Eventually, a solution to funding cheaper migration was dreamt up by a British man named Edward Gibbon Wakefield - he suggested that land be sold at high prices by colonial governments, who could then use this income to subsidise lower class migration. Wakefield himself was highly influential in the founding of South Australia and in New Zealand, and although protested by those upper and lower class Australians who benefited from the previous system of high wages or cheap land grants, every colony adopted his policy and it worked a treat. Whaling and sealing were Australia's first industries prior to Wakefield's reform, but struggled to find workers - they were quickly outshone by wool and gold, which alongside cheaper fares and increasing capital from London drove enormous growth in Australia's colonial cities and expansion into its frontier.

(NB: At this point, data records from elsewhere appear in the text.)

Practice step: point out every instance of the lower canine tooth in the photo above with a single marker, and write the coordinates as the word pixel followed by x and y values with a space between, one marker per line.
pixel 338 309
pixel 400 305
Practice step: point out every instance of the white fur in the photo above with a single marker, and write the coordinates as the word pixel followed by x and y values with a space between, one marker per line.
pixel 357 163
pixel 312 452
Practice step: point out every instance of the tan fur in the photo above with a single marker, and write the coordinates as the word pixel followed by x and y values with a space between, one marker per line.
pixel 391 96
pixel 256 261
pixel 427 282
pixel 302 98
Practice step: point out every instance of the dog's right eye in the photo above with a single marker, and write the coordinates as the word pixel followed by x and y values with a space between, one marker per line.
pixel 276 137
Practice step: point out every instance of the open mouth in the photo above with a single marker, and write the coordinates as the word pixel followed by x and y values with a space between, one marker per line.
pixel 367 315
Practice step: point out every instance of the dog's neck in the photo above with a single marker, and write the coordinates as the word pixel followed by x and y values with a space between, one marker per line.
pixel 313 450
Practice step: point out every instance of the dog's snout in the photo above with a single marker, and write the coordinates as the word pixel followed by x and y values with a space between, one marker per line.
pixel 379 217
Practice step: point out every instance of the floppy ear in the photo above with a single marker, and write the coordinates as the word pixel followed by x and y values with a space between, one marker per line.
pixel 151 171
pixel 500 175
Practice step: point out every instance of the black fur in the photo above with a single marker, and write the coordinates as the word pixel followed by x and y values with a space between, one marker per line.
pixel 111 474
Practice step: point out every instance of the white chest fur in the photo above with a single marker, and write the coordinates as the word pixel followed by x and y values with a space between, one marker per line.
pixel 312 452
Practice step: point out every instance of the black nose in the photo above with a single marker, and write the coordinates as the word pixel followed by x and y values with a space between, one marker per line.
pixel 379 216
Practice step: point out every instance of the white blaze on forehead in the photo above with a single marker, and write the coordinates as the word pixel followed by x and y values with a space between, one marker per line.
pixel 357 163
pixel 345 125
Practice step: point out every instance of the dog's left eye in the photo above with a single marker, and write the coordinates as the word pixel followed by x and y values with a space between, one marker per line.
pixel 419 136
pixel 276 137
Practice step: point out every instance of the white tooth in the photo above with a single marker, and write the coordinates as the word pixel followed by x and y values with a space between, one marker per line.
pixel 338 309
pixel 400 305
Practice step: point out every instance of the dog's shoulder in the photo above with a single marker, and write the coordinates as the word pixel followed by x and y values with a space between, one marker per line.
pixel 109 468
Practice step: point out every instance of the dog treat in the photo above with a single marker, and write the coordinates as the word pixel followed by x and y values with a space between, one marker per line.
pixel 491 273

The best example of this growth is Melbourne, which was found as a backwater sheep town by Tasmanian pastoralists in 1835 - thanks to several goldrushes slightly inland, within 2-3 decades it was one of the world's wealthiest, glamorous and fastest growing cities. The goldrushes across southern Australia transformed its urban centers from colonial outposts into prosperous Western cities that were highly desirable places to live, favourable compared to the crowded poverty of New York. At the same time, improvements in sailing and shipbuilding, and reforms to laws concerning long distance travel by sea, made the journey to Australia safer, faster and far more comfortable. Although still more expensive, it was generally considered more comfortable than the cramped and borderline abusive conditions of the American migrant ships.